Am I doing something wrong? Is there any other way to do what I'm trying to do?
Thanks!
EDIT: I'll add an example that hopefully clarifies what I'm trying to do.
My data is something like:
tenant:xxx
|
|_archive:archive1
| |
| |_folder:folder1-1
| | |
| | |_doc:doc1-1-1
| | |_doc:doc1-1-2
| |
| |_folder:folder1-2
| | |
| | |_doc:doc1-2-1
| |_|_doc:doc1-2-2
|
|_archive:archive2
| |
| |_folder:folder2-1
| | |
| | |_doc:doc2-1-1
| | |_doc:doc2-1-2
| |
| |_folder:folder2-2
| | |
| | |_doc:doc2-2-1
|_|_|_doc:doc2-2-2
I'd like to be able to do something like this:
user:alice is reader on tenant:xxx, so she is reader on both archive:archive1 and archive:archive2 and their subtrees.
user:alice MUST NOT read folder:folder2-2 and its documents, namely doc:doc2-2-1 and doc:doc2-2-2, so she is deny on folder:folder2-2
Hey @andreadistefano! Apologies if the UX was not clear, the model you have is correct. and and but not, are only unsupported in the Playground graph when showing the visualization. They are still respected when you try to perform checks.
So for the following model:
type user
type resource
relations
define writer as self
define reader as self and writerIf you try running the following query:
is user:anne related to resource:roadmap as reader?

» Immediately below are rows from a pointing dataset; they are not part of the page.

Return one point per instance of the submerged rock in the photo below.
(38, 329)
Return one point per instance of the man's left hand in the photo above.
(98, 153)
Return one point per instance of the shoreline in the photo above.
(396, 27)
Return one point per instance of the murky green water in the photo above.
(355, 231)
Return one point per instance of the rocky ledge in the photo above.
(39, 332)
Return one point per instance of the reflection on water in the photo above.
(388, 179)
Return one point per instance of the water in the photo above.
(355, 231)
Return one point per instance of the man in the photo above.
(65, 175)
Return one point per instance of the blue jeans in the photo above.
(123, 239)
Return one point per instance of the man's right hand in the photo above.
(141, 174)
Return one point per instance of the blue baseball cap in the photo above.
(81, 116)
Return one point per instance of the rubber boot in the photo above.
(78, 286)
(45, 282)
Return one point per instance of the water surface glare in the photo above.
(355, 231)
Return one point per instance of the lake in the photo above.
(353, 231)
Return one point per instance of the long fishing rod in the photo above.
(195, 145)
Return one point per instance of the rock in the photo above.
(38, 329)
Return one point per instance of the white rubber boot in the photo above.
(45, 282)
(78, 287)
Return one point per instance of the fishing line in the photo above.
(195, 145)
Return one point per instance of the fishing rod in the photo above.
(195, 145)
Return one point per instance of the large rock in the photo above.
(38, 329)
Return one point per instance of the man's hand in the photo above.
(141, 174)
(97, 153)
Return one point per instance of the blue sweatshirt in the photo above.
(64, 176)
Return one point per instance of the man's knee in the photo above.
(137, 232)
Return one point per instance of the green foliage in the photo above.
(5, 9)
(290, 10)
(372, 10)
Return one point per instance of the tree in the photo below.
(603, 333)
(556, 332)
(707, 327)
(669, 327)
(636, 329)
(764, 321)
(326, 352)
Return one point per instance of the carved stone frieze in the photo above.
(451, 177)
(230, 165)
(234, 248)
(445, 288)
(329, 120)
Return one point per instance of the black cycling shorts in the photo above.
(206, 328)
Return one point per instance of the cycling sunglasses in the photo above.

You might get one of two responses:
-
Yes,
user:anneis related toresource:roadmapasreader, the response will be in blue to indicate that a relationship has been found, but the Playground cannot render it in a pretty graph.
-
No,
user:anneis NOT related toresource:roadmapasreader, the response will be in red to indicate that a relationship has not been found
I updated your ticket to be a feature request for us.
If you have any suggestions or thoughts on what the graph should look like, please do share them!
(cc @matthewpereira )
Thanks, everything is much clearer now!